You can change the number of num_workers to reduce memory usage / increase data loading speed.

You can change the number of batch_size to reduce GPU memory usage / increase training speed.

OCR

The OCR model uses CNN + GRU RNN to recognize subtitles.

To train the model, run OCRTraining.py.

Parameters you can change:

    chars = SC5000Chars()

You can change SC5000Chars() to other character sets like SC3500Chars(), TC3600Chars(), SC5000Chars(), TC5000Chars(), TinyCJKChars() or CJKChars().

    train_dataset = SubtitleDatasetOCRV3(chars=chars, styles_json=path.join('data', 'styles', 'styles_yuan.json'),
                                         texts=texts)
    eval_dataset = SubtitleDatasetOCRV3(styles_json=path.join('data', 'styles_eval', 'styles_yuan.json'),
                                        samples=path.join('data', 'samples_eval'),
                                        chars=chars, start_frame=500, end_frame=500 + 256, texts=texts)

The OCRV3 models change how the whole OCR process works and is not compatiable with old models. To train old OCR models, replace SubtitleDatasetOCRV3 to SubtitleDatasetOCR.

You can change styles_yuan.json to other style files like styles_hei.json.

    train_dataloader = DataLoader(train_dataset, batch_size=16, collate_fn=OCR_collate_fn, num_workers=16, timeout=60)
    test_dataloader = DataLoader(test_dataset, batch_size=16, collate_fn=OCR_collate_fn)
    eval_dataloader = DataLoader(eval_dataset, batch_size=16, collate_fn=OCR_collate_fn)

You can change the number of num_workers to reduce memory usage / increase data loading speed

You can change the number of batch_size to reduce GPU memory usage / increase training speed

    model = CRNNEfficientNetB3(len(chars.chars), rnn_hidden=768, bidirectional=True)

You can change CRNNEfficientNetB3 to other CNN models like CRNNResnext50, CRNNResnext101 and CRNNEfficientNetB5. Large character sets need larger models.

You can change the number of rnn_hidden. Large character sets need more RNN hidden states.

It is suggested to use bidirectional RNN to improve the performance of the OCR model.

    train(model, 'CRNNEfficientNetB3_768_bi', train_dataloader, eval_dataloader, chars.chars, 'ocr_v3_amp_SC5000Chars_yuan',
          backbone_url='https://github.com/lukemelas/EfficientNet-PyTorch/releases/download/1.0/efficientnet-b3-5fb5a3c3.pth')

You can change string CRNNEfficientNetB3_768_bi and ocr_v3_amp_SC5000Chars_yuan. These are plain strings that help you identify trained models.

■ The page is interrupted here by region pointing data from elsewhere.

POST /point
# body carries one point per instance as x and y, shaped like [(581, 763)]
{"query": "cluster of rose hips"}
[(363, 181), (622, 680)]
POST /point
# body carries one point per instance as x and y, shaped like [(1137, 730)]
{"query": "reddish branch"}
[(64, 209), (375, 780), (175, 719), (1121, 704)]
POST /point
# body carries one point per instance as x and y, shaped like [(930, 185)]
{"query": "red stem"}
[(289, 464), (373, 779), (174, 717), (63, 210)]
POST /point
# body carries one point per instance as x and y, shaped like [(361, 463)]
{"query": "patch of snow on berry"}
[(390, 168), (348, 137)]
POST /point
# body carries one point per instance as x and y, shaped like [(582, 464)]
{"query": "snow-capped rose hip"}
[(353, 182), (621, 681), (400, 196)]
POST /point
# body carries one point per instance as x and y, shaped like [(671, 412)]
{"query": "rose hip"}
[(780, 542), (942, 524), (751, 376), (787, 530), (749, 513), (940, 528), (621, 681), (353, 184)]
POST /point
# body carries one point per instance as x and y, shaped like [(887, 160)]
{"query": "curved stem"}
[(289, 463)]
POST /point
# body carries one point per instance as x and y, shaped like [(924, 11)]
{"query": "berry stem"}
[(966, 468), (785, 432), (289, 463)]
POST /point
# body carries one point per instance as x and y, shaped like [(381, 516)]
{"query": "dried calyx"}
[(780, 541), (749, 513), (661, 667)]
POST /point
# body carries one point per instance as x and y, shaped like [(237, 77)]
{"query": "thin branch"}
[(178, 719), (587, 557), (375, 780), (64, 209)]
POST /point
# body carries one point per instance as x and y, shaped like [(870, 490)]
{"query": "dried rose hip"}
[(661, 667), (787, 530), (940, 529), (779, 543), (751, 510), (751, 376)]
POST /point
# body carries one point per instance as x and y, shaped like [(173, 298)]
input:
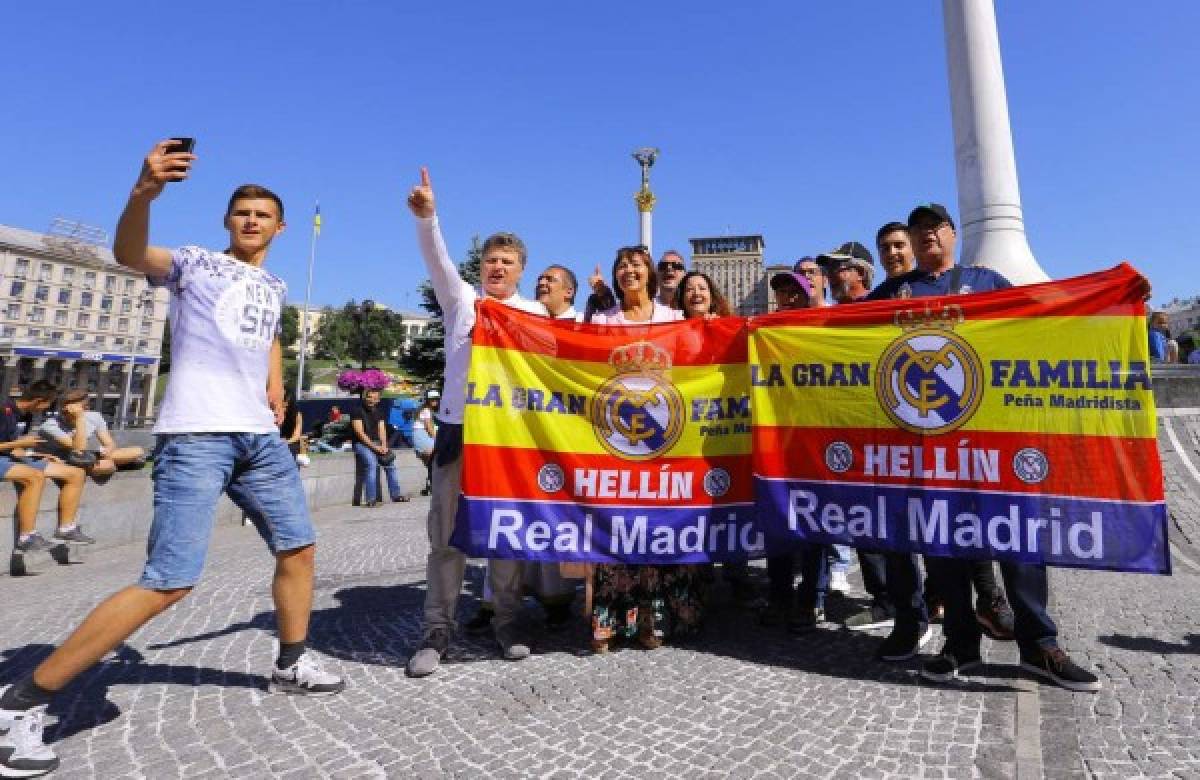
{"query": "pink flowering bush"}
[(353, 381)]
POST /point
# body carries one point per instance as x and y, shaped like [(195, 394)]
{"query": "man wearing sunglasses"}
[(934, 238), (671, 271)]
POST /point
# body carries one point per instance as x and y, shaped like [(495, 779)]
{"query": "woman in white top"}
[(635, 285), (642, 601)]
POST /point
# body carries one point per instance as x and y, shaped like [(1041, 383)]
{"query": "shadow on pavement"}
[(1150, 645), (84, 705)]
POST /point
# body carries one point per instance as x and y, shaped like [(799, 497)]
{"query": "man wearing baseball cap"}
[(852, 271), (934, 238)]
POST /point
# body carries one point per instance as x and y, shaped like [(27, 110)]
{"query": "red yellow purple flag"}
[(605, 443), (1014, 425)]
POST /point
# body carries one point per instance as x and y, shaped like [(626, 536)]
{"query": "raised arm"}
[(131, 246), (448, 285)]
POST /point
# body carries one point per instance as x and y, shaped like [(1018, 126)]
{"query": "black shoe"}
[(481, 623), (904, 642), (805, 621), (1055, 665), (947, 666), (557, 615), (996, 619), (774, 615)]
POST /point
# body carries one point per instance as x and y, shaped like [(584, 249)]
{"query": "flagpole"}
[(307, 297)]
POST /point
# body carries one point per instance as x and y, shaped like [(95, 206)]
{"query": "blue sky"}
[(808, 123)]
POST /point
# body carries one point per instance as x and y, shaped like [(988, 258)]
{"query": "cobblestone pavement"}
[(186, 696)]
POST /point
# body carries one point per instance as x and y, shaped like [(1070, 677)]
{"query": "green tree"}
[(341, 336), (291, 328), (425, 359)]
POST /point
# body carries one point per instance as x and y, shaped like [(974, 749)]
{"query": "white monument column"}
[(990, 222), (645, 198)]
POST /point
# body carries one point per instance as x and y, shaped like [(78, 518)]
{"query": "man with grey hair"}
[(556, 291)]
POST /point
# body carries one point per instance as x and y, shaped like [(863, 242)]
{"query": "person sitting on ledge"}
[(71, 432)]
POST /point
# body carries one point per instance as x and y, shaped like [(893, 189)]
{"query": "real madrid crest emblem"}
[(929, 379), (637, 414)]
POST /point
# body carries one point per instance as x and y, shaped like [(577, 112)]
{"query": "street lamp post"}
[(363, 318)]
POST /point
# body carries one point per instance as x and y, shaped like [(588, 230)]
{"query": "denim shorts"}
[(7, 462), (190, 473)]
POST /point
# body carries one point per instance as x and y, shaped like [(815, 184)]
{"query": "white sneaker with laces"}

You needs to change the backbone url according to the CNN model you choose. Pre-trained backbone urls can be find on https://github.com/pytorch/vision/blob/master/torchvision/models/resnet.py for resnet models and https://github.com/lukemelas/EfficientNet-PyTorch/releases for efficientnet models.

Export model

After the training process, you can find the models in models folder. These files only contain the parameters of the models.

To export the model that can be used by Freyja, run the export_model.py. You may need to change the path string in the export_model.py.

device = torch.device('cuda')

This line controls the export target of the model. If you want the models to be run on CPU, use torch.device('cpu'), or use torch.device('cuda') if you want the models to be run on GPU.

if __name__ == "__main__":
    export_ocr_efficient_model()

To export other kind of ocr models, replace export_ocr_resnet_model() to other functions like export_ocr_resnet_model().